The resurgence of malaria in our country and in particular in Mangalore City made it essential for us to embark upon a better and quicker diagnostic method for malaria detection. In the bygone years, the conventional blood smears were the sole determinants of the presence of malarial infec­tion. In course of time, the emer­gence of the Quantitative Buffy Coat [QBG] technique refind the diagnostic acumen. Yet there were limitations regarding the accurate identification of the species and the parasite stage [particularly in Plasmodium falciparum (Pf) infec­tion], by the QBC method. This forced researchers to look for newer techniques for malaria de­tection and led to the evolution of the Dip-stick antigen capture assay [Parasight-TMF], which relies on the immunogenicity of the parasite, Pf. In the present study, we have made an attempt to compare the diagnostic accuracy of this newer method with that of QBC technique and the erstwhile blood smear.

 Material and Methods

Blood samples were collected from 250 individuals with or with­out symptoms of malaria, in areas endemic for Pf infection in the Hassan District of Karnataka State, as well as from symptomatic indivi­duals admitted at our hospital and other hospitals in Mangalore. In the symptomatic group, spiky fever associated with intractable headache and vomiting were the frequent complaints.

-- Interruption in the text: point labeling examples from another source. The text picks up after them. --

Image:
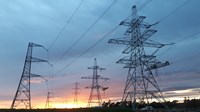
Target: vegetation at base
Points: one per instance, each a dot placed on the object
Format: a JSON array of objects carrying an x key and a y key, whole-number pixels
[{"x": 70, "y": 110}]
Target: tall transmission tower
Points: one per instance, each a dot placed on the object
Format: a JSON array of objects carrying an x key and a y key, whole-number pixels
[
  {"x": 76, "y": 94},
  {"x": 49, "y": 100},
  {"x": 141, "y": 85},
  {"x": 23, "y": 95},
  {"x": 95, "y": 96}
]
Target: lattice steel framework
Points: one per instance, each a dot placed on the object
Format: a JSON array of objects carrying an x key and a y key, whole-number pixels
[
  {"x": 76, "y": 94},
  {"x": 141, "y": 85},
  {"x": 95, "y": 96},
  {"x": 23, "y": 95}
]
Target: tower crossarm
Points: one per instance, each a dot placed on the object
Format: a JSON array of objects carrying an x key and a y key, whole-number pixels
[
  {"x": 96, "y": 67},
  {"x": 119, "y": 41},
  {"x": 88, "y": 77},
  {"x": 37, "y": 60},
  {"x": 133, "y": 22},
  {"x": 36, "y": 75},
  {"x": 156, "y": 65}
]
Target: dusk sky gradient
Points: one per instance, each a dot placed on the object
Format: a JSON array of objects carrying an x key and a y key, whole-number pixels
[{"x": 40, "y": 21}]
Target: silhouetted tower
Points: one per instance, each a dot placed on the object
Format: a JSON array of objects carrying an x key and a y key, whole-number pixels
[
  {"x": 23, "y": 95},
  {"x": 95, "y": 96},
  {"x": 49, "y": 100},
  {"x": 140, "y": 85},
  {"x": 76, "y": 94}
]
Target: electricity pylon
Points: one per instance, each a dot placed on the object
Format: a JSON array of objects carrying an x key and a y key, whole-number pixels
[
  {"x": 49, "y": 100},
  {"x": 76, "y": 94},
  {"x": 140, "y": 85},
  {"x": 95, "y": 96},
  {"x": 23, "y": 95}
]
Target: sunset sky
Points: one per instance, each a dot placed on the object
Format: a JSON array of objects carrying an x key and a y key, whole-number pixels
[{"x": 42, "y": 21}]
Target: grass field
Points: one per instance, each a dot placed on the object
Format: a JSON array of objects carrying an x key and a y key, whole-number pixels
[{"x": 70, "y": 110}]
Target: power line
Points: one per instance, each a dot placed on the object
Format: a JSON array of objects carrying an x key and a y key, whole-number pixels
[
  {"x": 89, "y": 49},
  {"x": 95, "y": 22},
  {"x": 65, "y": 25}
]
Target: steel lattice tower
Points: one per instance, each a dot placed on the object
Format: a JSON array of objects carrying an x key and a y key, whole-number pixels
[
  {"x": 141, "y": 85},
  {"x": 95, "y": 96},
  {"x": 23, "y": 95},
  {"x": 76, "y": 94}
]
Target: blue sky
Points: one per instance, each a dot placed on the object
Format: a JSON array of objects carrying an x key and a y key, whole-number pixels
[{"x": 40, "y": 21}]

The venous blood samples were collected in EDTA, placed in ice and transport­ed to the , laboratory within 6 to 8 hours of collection. Thick and thin blood films were made and stained with Leishman's stain. The smears were examined for asexual forms of Pf. The negative slides were re­read by counting upto 2000 leuco­cytes before classifying the sample as negative. The parasitaemia was confirmed by the QBC rapid fluores­cent technique, which could be done in only 118 samples. In this method the parasite density was estimated by counting the asexual forms against 200 leucocytes [para­sites/µl parasite count x leuco­cytes counted]. The species iden­tification was confirmed indepen­dently by another microscopist.

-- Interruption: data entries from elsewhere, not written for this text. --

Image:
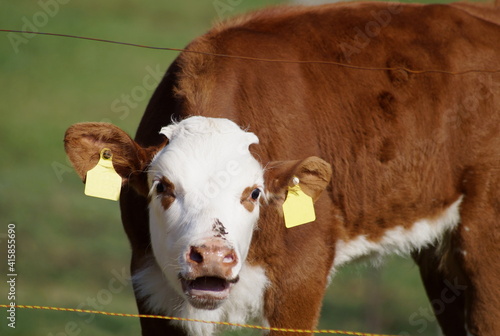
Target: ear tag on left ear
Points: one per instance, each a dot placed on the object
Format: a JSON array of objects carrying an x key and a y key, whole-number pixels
[
  {"x": 102, "y": 180},
  {"x": 298, "y": 207}
]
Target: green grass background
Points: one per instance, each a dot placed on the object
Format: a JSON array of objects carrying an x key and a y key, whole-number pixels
[{"x": 70, "y": 247}]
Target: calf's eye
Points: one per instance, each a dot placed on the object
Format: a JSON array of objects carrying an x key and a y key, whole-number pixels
[
  {"x": 160, "y": 188},
  {"x": 255, "y": 194}
]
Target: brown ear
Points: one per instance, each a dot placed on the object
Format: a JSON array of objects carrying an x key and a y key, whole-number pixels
[
  {"x": 314, "y": 175},
  {"x": 83, "y": 144}
]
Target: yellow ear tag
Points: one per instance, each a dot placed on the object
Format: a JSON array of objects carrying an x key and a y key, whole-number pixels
[
  {"x": 298, "y": 207},
  {"x": 102, "y": 180}
]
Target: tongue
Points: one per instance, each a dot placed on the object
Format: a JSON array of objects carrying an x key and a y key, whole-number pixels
[{"x": 208, "y": 284}]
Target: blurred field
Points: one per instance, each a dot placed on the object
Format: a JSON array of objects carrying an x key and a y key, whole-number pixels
[{"x": 71, "y": 249}]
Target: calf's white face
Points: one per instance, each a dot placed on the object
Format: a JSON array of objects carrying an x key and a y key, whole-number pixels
[{"x": 204, "y": 195}]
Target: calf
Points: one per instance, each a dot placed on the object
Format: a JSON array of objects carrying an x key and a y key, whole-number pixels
[{"x": 410, "y": 164}]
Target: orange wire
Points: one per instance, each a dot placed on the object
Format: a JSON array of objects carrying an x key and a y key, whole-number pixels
[{"x": 248, "y": 326}]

The performance of the Para­sight-TMF [Becton-Dickinson Com­pany] was determined by correla­tion with the standard thick and thin blood smear method and the QBC technique. Parasight-TMF is a test incorporating a dual antibody immuno-assay against the Pf HRP-­II antigen. Mouse monoclonal anti­bodies directed against the syn­thetic peptide [AHH (AHHAAD) 2 ] [10] from Pf HRPAI are immobilized on a test strip. Pf antigen in lysed fresh whole blood binds to the anti­body as the blood absorbs into the test strip. The antigen immobiliza­tion is indicated as a "dash" just above the mouse atnibody line.

Pf HRP-II antigen-detector rea­gent contains rabbit polyclonal anti­bodies directed against HRP-II anti­gen, that are conjugated to lipo­somes containing pink dye. These antibodies bind to the antigens on the strip giving a control "dash". A solid pink line indicaes a positive test. A "dashed" pink control line and a white to light background will always be present if the test has been performed properly. The species specificity of the dip-stick essay was evaluated by testing with blood samples from cases having non-falciparum malaria [Plasmo­dium vivax (Pv)] and mixed infec­tion [Pf and Pv]. The cross-reacti­vity was assessed in non-plasmo­dium infections like Wuchereria bacrofti.

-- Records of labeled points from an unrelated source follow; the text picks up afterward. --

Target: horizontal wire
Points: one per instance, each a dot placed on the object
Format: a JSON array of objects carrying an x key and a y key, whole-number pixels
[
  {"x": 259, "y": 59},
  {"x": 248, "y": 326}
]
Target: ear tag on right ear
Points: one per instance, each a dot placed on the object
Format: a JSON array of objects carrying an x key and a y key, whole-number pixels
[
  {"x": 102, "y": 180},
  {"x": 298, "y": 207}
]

A total of 250 samples were col­lected for analysis. 104 samples were from Hassan District, 93 pa­tients being symptomatic and 14 asymptomatic. 146 samples were collected from patients with sym­ptoms of Pf infection in Mangalore. Out of the 250 samples, 152 were positive by the dip-stick assay, 94 were negative and 4 were uninter­pretable. The 152 samples, studied by blood film had asexual forms of Pf in 148, while 4 were smear negative. Among the 94 samples which were dip-stick negative, 93 were also smear negative and only one showed occasional parasites. The 4 samples uninterpretable by the dipstick test were found to have negative smears [Table 1]. The 118 samples tested positive by dipstick which were subjected to QBC analysis were all positive. The end-point sensitivity of the dip-stick [Parasight-TMF] test as compared to blood film examination at various levels of parasitaemia is tabulated in [Table 2]. The species specificity and cross-reactivity are illustrated in [Table 3]. The level of parasitae­mia in the symptomatic and asym­ptomatic groups, and the mean standard deviations are given in [Table 4]. Of the 34 patients follow­ed, 4 cases became dip-stick and smear negative on the same day, 10 remained dip-stick positive for 1 to 2 days, and 11 off 7 to 15 days after the smear was negative. No case became dip-stick negative be­fore the blood film.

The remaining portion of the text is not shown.